Он долго смотрел на меня. А потом сказал тихо, без улыбки:

— Знаете, я начинаю верить, что вы и вправду колдунья. Причём древняя. Такой выдержки у обычного человека не бывает.

Древняя. Опять это слово, через всю жизнь, от Димы у окна до главврача в кабинете. Я только усмехнулась:

— Интересная теория. Ну а если и так — какая разница? Здесь я просто доктор Марина Анатольевна, и не больше.

Меня и правда рассмешили его слова — не обидели, нет. К тому времени я уже не обижалась на «колдунью». Я почти сроднилась с этим именем. Лучше быть колдуньей, чем никем; в колдунье хотя бы признают силу.

В тот раз он попросил меня странную вещь. Сказал: Мариночка, пусть хоть следующий заведующий проработает подольше, я измучился их выбирать. Я знаю, вы можете это устроить.

Я удивилась — неужели и вы в это верите? Но он не шутил. Он смотрел на меня почти умоляюще, и в глазах его был тот же страх, что у Димы когда-то, только пригашенный возрастом и должностью. Люди ведь всё видят, Марина, сказал он. Стоит кому вам поперёк — и сразу беда. Мне самому сейчас страшно вам это говорить, как бы вы меня не прокляли за откровенность.

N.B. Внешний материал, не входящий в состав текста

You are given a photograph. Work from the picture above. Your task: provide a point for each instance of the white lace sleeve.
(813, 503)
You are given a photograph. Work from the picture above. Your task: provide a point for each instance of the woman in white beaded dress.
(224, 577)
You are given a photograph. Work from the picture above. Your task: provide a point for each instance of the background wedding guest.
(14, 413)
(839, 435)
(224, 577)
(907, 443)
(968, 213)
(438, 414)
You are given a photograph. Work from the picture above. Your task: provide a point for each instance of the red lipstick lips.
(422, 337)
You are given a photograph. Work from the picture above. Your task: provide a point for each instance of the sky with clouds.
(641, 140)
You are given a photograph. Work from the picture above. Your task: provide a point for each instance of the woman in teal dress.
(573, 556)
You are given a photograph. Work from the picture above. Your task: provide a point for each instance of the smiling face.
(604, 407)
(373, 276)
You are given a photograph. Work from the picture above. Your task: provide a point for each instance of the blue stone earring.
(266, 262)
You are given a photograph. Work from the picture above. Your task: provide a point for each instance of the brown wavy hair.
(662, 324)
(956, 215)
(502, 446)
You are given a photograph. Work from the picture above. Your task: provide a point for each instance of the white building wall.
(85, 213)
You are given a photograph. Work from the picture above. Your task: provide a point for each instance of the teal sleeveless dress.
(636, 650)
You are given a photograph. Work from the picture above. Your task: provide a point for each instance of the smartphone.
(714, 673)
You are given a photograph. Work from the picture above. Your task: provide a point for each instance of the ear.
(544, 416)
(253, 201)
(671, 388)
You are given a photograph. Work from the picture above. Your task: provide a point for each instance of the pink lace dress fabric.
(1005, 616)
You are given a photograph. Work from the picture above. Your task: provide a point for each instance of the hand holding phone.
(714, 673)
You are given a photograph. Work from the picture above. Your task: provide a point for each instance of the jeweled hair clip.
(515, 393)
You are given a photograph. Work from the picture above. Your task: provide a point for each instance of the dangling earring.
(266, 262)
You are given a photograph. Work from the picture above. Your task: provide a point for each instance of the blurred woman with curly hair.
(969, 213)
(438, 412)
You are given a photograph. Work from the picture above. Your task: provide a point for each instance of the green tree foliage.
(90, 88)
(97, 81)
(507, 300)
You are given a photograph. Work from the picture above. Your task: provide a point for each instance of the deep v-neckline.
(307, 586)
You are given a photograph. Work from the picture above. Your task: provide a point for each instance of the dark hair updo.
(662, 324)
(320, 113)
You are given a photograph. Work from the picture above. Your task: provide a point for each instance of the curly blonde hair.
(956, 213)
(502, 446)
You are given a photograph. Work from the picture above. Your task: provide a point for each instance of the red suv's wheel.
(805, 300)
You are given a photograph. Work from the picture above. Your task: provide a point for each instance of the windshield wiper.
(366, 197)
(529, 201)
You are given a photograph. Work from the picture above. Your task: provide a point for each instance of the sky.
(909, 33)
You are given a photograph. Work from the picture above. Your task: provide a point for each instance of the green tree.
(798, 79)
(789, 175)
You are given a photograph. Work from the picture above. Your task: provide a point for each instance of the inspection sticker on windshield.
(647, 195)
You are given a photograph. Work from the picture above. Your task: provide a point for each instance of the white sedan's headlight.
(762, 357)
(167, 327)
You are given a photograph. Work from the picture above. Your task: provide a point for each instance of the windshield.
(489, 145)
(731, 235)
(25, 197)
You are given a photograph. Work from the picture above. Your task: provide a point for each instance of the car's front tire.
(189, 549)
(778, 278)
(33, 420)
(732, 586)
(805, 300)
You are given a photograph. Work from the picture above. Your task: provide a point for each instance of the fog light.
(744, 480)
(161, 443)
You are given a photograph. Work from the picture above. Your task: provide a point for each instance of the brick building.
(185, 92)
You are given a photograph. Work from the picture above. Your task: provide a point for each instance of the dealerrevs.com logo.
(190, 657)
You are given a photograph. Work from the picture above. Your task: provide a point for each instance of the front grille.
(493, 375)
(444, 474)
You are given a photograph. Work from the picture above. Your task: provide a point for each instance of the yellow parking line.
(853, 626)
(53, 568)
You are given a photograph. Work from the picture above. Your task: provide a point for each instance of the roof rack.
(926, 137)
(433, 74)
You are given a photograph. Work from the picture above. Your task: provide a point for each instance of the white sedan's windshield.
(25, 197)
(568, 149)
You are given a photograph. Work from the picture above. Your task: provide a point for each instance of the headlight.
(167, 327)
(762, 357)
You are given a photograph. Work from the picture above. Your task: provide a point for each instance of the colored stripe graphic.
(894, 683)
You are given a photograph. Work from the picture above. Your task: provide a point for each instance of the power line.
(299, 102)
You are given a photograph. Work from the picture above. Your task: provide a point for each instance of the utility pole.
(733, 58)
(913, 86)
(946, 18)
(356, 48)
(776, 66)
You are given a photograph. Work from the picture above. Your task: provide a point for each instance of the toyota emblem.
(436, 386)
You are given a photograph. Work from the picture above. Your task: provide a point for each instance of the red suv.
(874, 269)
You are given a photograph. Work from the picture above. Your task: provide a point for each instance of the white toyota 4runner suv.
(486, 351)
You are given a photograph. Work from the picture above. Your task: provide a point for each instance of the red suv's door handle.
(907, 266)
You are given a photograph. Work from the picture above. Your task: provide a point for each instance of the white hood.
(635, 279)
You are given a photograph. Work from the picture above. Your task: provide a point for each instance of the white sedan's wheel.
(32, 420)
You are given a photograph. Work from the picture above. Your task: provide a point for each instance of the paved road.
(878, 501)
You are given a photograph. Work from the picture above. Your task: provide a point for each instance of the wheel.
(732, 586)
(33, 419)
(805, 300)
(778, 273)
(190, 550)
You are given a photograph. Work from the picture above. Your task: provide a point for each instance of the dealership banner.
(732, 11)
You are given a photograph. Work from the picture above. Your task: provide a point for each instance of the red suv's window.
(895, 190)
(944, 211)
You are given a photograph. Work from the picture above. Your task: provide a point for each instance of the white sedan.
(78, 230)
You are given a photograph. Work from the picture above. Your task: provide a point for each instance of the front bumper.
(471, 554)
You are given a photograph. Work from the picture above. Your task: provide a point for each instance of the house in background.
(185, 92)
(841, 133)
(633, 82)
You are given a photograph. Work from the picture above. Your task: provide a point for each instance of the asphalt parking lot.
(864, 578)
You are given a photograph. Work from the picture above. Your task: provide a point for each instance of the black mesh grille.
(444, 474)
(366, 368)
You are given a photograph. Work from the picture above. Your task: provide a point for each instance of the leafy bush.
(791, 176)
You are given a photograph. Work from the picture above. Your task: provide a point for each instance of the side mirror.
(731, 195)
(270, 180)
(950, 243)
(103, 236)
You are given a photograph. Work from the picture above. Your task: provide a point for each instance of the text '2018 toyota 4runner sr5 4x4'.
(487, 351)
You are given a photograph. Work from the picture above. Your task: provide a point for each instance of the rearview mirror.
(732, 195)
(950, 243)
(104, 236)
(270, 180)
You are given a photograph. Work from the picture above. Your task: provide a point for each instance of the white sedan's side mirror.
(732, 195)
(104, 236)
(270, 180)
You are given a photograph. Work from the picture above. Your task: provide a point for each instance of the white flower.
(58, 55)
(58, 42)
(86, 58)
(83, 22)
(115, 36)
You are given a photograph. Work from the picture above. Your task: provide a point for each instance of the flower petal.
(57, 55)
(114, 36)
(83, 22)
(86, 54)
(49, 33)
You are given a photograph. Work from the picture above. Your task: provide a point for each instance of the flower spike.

И вот тогда я сделала то, чего давно себе не позволяла. Приоткрылась — чуть-чуть, на одно-единственное слово.

— У вас жена больна, — сказала я. — Приведите её на обследование. Вы сами врач, лучше меня знаете: чем раньше поймать, тем больше шансов.

Он побледнел.

— Что с Леной? Она не жалуется...

— Я пойду к пациентам, — ответила я и вышла, не оборачиваясь.

Я знала, что он не послушает сразу — никто не слушает сразу. Но я знала и то, что теперь, когда сказано, он не сможет не проверить. И что эта проверка, может быть, спасёт ему жену. Иногда одно произнесённое вслух слово стоит того, чтобы потом расплачиваться чужим страхом.

Я тогда не понимала, что этим словом меняю и свою судьбу. Что с Лениной болезни начнётся цепочка, которая приведёт меня сначала в кресло заведующей, а потом — к человеку, ради которого я узнаю наконец, что такое не бояться.

Но до Виктора было ещё несколько месяцев. А пока я шла по коридору к своим больным, и бездна, как всегда после произнесённого пророчества, разворачивалась у меня под ногами — тёмная, тихая, терпеливая.